Eleanor Morton: The Expert Guide To Procrastination

An extra hour in the day means even more time to waste for lazy people. Exciting new comedian (and Olympic-standard timewaster) Eleanor Morton offers some tips
Feature by Eleanor Morton.
Published 09 April 2012
  1. Gravel Snowmen  This fun game can be played all year round. Brighten up any porch with your handcrafted Gravel Men, Women and Children, which you can accessorise with hats, gloves and bits of tinfoil. Gravel is much harder to work with than snow, but that’s what makes it all the more rewarding. If you do not personally own any gravel, why not take some from your neighbour, the local park or a Crematorium rockery? After all, gravel shared is gravel halved!
  1. Newsnight Drinking Game Self-explanatory. The usual rules apply: drink whenever Paxman scoffs at the soul of another human being, and whenever you hear ‘just answer the question minister!’, but you can make it more exciting by drinking every time an interviewee looks likes they’ve managed to stop themselves before saying something racist, and when you can see the space between Paxman’s socks and trousers.
  1. iPhone sunglasses Two iPhones.
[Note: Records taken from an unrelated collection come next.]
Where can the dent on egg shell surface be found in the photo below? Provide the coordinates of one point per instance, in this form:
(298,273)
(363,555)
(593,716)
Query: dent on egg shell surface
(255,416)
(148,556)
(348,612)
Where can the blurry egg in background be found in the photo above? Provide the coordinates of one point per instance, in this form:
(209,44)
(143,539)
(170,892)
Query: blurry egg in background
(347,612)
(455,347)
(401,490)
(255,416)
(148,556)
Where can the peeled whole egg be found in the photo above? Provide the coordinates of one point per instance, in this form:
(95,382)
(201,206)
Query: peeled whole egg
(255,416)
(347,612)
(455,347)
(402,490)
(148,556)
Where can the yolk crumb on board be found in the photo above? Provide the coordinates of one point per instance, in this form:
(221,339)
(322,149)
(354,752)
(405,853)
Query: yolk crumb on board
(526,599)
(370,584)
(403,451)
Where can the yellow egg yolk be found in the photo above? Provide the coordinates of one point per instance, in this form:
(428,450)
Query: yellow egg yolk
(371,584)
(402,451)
Two eyes. Some sellotape. (Take a picture of each eye to have on the screens so it looks like you can still see. You can’t see). You’ll be on the screaming edge of cool.
  1. Doris Day Day Curl up in a pointy bra and watch all the classics – Calamity Jane, Tea for Two, and the other one she did with the goat.
  1. Pluck out all of your eyebrow hairs one by one and then carefully stick each individual hair back – on the wrong eyebrow. Alas, I cannot play this as I have one long blonde monobrow. But others assure me it’s a wheeze.
  1. It’s Michael Gove! Have you ever wanted to punch Michael Gove full in the face? Well now you can! All you need is your fist, a member of the public and the unyielding belief that they are Michael Gove.
  1. Brontastic Relive the classic stories of the Brontë sisters. Spend the day crying in a Yorkshire accent, staring into middle distance and wandering around your back garden drunk. Whenever you meet anyone (say, the postman or your hairdresser) clasp their hands in yours and whisper ‘I know now we cannot meet again, for your love is poisoning my soul and every waking moment is an arrow in my cold heart’.
  1. Paint My Painting. Do you have a painting on your wall you reckon needs sprucing up? Add a couple of coats of Dulux and transform a classic. If you have a Picasso, you can repaint the eyes on the right side of the face.
  1. Radiator Fun. Doing some baking?  Oven seems too conventional?  Simply hold the cake mix against the radiator until it is cooked for that delicious, slightly metallic taste.  
  1. Zoo Race. Have a race with the animals in the zoo. Most of them will not be able to go beyond the five-metre perimeter of their enclosure for fear of electrocution. A great game to prove why HUMANITY WINS AGAIN.